Recollections leaped into her mind like locusts through grass: Glava and Amhao were the daughters of an alien woman. Finding the caves fallen in, the majority of their women killed, the Tzohs had gone to seek new mates near the Green Lakes or the Blue River.
V. Flight
The canoe slid on the smooth surface of the stream which was so wide that the far shore could not be discerned. Then the island appeared, narrow and long, thickly covered with vegetation. Centuries had reared there the trunks of the black poplar-trees and sycamores. The willows were everywhere on the shore.
Before heading for the island Glava glanced long upon the plain. As no vertical shape appeared, they plied the paddles and crossed the stream to a small cove sheltered by a barren jutting headland. They alighted quickly, then hid in the bushes to wait.
Nothing revealed the presence of man. The hideous snout of a hippopotamus, the scales of a crocodile, the shell of a tortoise, the flight of a heron across the sky, then the appearance upon the beach of an elaph deer, of a rhinoceros, of an antelope, drew the women’s attention momentarily.
Suddenly Glava started. Erect beings had appeared! Dim at first, they became more precise, and the fugitives recognized the men of their clan, among them Kazhm’s well known bull-like head.
“Women!” Amhao exclaimed.
The women followed the first detachment of warriors. Of an alien breed, their faces lighter than those of the Tzohs, their hair in some cases the hue of leaves in the autumn, they resembled Glava.
“They come from the Green Lakes or the Blue River!” said the daughter of Wokr, “and are to replace those whom the Mountain has killed.”
Obscure jealousy palpitated in Amhao’s flesh while, because they looked like her, Glava felt pity for the captives, especially for those who belonged to the chief who smelled like a jackal. Amhao’s face grew pale again for she saw with the rear guard the warriors who had frightened her: Ouaro, Tohr and the others. They closed in on the main body.

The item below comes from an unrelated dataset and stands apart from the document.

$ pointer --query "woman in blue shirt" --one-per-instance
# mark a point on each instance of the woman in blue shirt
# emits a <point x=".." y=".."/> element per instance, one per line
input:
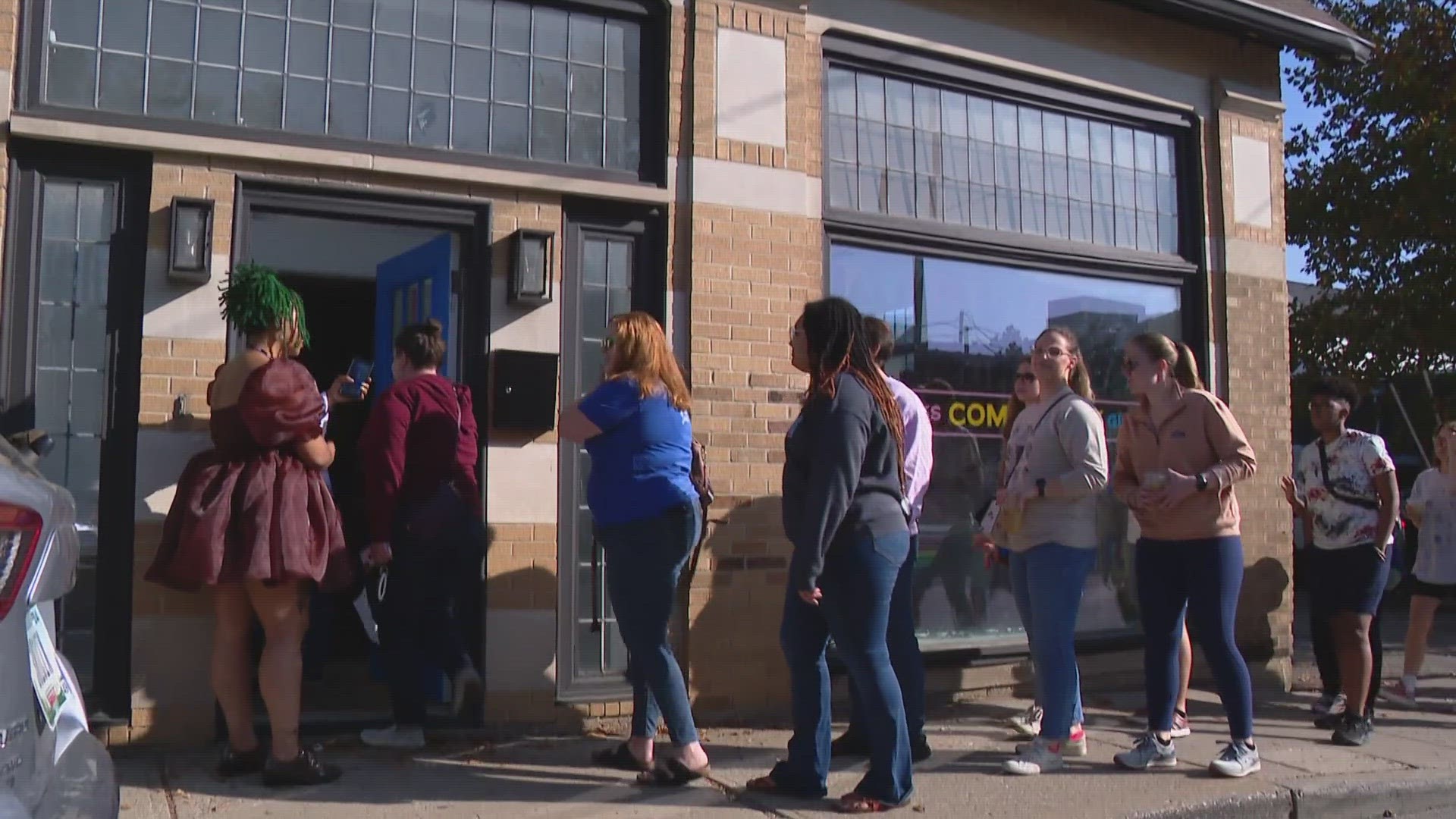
<point x="645" y="515"/>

The chief called a halt, and questioned them. At intervals they scanned the river and their glances lingered on the island. At length Kzahm, son of the Black Boar, gave orders, and those who bore the canoes went to the shore and launched them. Two craft came toward the island.
“The Tzohs are on our trail!” Amhao moaned.

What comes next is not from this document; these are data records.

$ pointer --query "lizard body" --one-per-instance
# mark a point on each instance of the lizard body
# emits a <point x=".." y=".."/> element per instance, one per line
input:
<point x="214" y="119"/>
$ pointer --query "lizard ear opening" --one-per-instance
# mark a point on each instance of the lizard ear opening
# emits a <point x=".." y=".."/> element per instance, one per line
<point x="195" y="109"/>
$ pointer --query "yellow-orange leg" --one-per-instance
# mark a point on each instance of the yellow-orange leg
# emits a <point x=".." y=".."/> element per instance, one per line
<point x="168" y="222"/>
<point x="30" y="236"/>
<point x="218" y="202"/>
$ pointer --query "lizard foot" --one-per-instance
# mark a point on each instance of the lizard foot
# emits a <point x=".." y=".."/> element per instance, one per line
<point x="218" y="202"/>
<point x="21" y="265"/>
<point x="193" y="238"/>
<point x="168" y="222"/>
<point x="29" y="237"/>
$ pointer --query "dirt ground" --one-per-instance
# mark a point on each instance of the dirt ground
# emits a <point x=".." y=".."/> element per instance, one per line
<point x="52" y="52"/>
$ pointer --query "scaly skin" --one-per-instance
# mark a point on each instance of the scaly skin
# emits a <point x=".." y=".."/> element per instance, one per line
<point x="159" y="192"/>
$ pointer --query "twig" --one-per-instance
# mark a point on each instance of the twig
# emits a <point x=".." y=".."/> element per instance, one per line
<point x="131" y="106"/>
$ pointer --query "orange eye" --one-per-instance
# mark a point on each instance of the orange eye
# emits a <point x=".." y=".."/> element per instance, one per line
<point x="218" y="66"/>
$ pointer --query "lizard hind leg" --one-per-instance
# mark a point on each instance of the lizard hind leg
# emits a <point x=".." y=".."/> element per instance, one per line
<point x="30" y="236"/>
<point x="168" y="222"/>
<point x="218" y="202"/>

“No! They want to explore the island, perhaps camp.”
“We must flee!”
The servile soul of the woman quivered within Amhao as she recalled convulsively the Law of the Rock and the vengeance of the Hidden Lives.
Glava hesitated. The island was vast, there were numerous hiding places, but the scent of the Tzohs was to be feared. The slightest indication would betray the fugitives. In particular, the canoe moored in the cove would at once reveal not only the presence of human beings but the identity of the two who had defied the might of the Hidden Lives.

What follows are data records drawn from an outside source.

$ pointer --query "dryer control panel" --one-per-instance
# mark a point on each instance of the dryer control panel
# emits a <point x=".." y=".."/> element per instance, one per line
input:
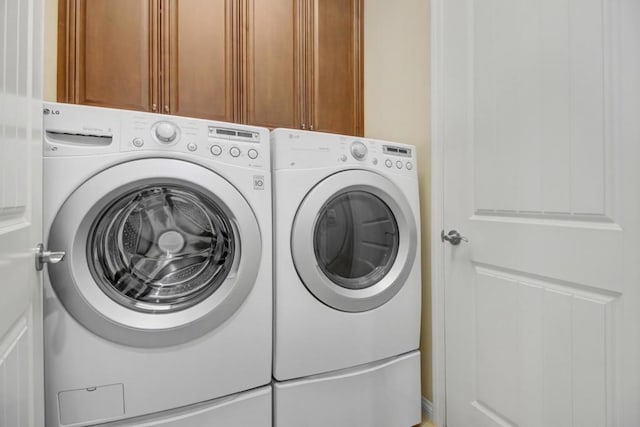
<point x="297" y="149"/>
<point x="78" y="130"/>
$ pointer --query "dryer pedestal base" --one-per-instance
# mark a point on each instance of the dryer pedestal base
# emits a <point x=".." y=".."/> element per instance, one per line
<point x="379" y="394"/>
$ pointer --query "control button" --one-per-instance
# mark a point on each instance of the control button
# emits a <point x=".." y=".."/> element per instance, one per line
<point x="358" y="150"/>
<point x="166" y="132"/>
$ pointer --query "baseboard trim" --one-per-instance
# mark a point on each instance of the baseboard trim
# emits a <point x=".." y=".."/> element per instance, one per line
<point x="427" y="408"/>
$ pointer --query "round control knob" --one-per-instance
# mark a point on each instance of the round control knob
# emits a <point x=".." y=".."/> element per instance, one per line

“Amhao and Glava will flee!” she said.
The cove, behind the headland, was invisible to the new arrivals. Followed by her elder Glava crept to the canoe, cast off quickly, and slid alongside the shore of the island under the tall white willows. Had the Tzohs landed on the southern end they would have seen the fugitives. But they reached the central part where the island was considerably wider and where vision was screened by thick vegetation.
When the two women reached the northern end the river spread before them, immense, swarming with voracious lives; it was the place where the canoe would be in sight, and the women stopped paddling, thinking of the ruthless tribe, of the mysterious tortures, of the flames into which their quivering bodies would be thrown.
Glava slipped the canoe close to shore, within the veil of overhanging plants in which swarmed cold-blooded beasts: crocodiles, tortoises, snakes, gigantic spiders, enormous insects; a young, frightened, pink hippopotamus-dove; a crocodile lifted his long, scaly snout; a toad hopped away heavily while tiny birds with azure and coral wings fluttered in the leafage.
She listened, peered between the lianas at the canoes sliding toward the island, and heard the voices of the men already ashore. There was no Tzoh rearguard already on the plain. She decided that by striking off toward the far shore they would remain undiscovered some time longer.
“Amhao and Glava will continue to flee!” she addressed her companion.
They started out again on the vast river, toward the left bank, where the stream turned a bend, 10,000 arms’ lengths away. Should they succeed in reaching that turn and remain unseen, they would be saved.
Digging the paddles deep at each stroke, they strove desperately, and when they turned they saw no one on the dangerous zone of the island they had left. The turn! Already the canoe skirted the left shore, and they were under the overhanging bushes.
Kamr, son of the Hyena, had reached the opposite shore of the island. As he scanned the surface of the water his keen eyes espied the monstrous head of a hippopotamus emerging among floating branches, and, far off, something elongated skirting the left bank. He soon made out a canoe and two human beings aboard and the gave the alarm, although he did not suspect them to be women.
Several of his companions ran up to his side, among them Kzahm, the Black Boar, and they all saw the craft vanish at the turn of the stream. Because it was always preferable to investigate, Kzahm ordered a pursuit, forbidding, however, that it be kept up longer than a fourth of one day, ordering his men to retreat in case the strange canoe was joined by others.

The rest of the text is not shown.